ProtestPhoto by David Blumenthal.

A few raucous guests at Tuesday night’s mayoral debate between Democrat Toni Harp ARC ’78 and Independent Justin Elicker FES ’10 SOM ’10 made the event a bit more contentious, and bizarre, than was expected.

Prior to the final public debate of the Mayoral election, two men dressed up as pirates — adopting full attire and accents to match — passed out fliers to attendees. The literature raised allegations that the Harp family’s real estate company, Renaissance Management, poorly maintained its properties and had plundered, so to speak, the finances of citizens.

The two-page pamphlet asked readers to match photos of decrepit properties purportedly owned by Renaissance Management to a list of building deficiencies: “Match the dangerous defect to its HARP owned property.”

Controversy over Renaissance Management has come up multiple times throughout Harp’s campaign. Harp has attempted to distance herself from Renaissance Management by pointing to her long career as a public servant and away from the family’s private enterprise.

Yet at Tuesday night’s debate, she went so far as to defend the firm, saying “The reality is that you went into one apartment building that has the same problem every other elderly apartment complex has.”

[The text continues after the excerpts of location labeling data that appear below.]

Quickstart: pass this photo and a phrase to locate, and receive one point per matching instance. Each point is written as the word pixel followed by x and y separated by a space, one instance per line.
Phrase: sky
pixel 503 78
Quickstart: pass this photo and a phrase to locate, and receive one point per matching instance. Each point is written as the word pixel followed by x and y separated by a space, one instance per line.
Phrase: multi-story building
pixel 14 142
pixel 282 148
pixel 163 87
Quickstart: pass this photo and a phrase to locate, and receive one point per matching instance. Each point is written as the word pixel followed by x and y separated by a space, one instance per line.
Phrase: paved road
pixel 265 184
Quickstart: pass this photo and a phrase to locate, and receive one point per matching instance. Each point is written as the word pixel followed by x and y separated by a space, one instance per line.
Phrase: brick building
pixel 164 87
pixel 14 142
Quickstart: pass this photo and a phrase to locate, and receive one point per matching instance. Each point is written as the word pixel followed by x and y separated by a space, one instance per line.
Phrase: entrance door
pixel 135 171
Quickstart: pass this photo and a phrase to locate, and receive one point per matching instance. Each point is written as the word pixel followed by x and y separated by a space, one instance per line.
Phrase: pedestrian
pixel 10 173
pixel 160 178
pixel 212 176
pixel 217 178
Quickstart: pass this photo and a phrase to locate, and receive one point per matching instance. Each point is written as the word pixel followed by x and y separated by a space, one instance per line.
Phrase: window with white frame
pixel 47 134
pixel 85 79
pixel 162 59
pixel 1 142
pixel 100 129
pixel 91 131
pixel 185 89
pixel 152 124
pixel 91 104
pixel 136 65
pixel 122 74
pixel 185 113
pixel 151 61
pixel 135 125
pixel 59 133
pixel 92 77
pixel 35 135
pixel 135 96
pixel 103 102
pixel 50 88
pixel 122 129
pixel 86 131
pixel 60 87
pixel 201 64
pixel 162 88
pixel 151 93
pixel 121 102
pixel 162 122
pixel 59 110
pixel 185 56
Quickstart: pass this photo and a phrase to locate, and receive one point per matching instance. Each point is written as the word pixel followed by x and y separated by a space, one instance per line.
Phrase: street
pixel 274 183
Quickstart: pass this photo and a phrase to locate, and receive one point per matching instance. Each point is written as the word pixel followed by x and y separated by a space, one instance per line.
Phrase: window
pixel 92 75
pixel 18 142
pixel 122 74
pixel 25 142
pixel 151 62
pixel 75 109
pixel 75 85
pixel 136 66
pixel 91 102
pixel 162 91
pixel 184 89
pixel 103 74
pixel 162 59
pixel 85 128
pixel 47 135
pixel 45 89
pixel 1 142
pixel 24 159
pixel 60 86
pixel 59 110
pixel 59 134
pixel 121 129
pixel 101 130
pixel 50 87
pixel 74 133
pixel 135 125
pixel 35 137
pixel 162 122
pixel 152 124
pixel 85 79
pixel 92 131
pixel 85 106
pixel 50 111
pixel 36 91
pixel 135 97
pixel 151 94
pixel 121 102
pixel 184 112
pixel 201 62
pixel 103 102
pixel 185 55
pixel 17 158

In response, Elicker accused the business of “taking advantage of poor people.” According to Elicker, Harp’s creation of an amnesty program for tax evaders in the State Legislature was a conflict of interest because her family’s business was the biggest “tax scofflaw” in the state. Elicker’s second allegation regarding Renaissance Management elicited boos from the crowd.

The pirates, on the other hand, remained tight-lipped except for inviting onlookers to a “Slumlord party.”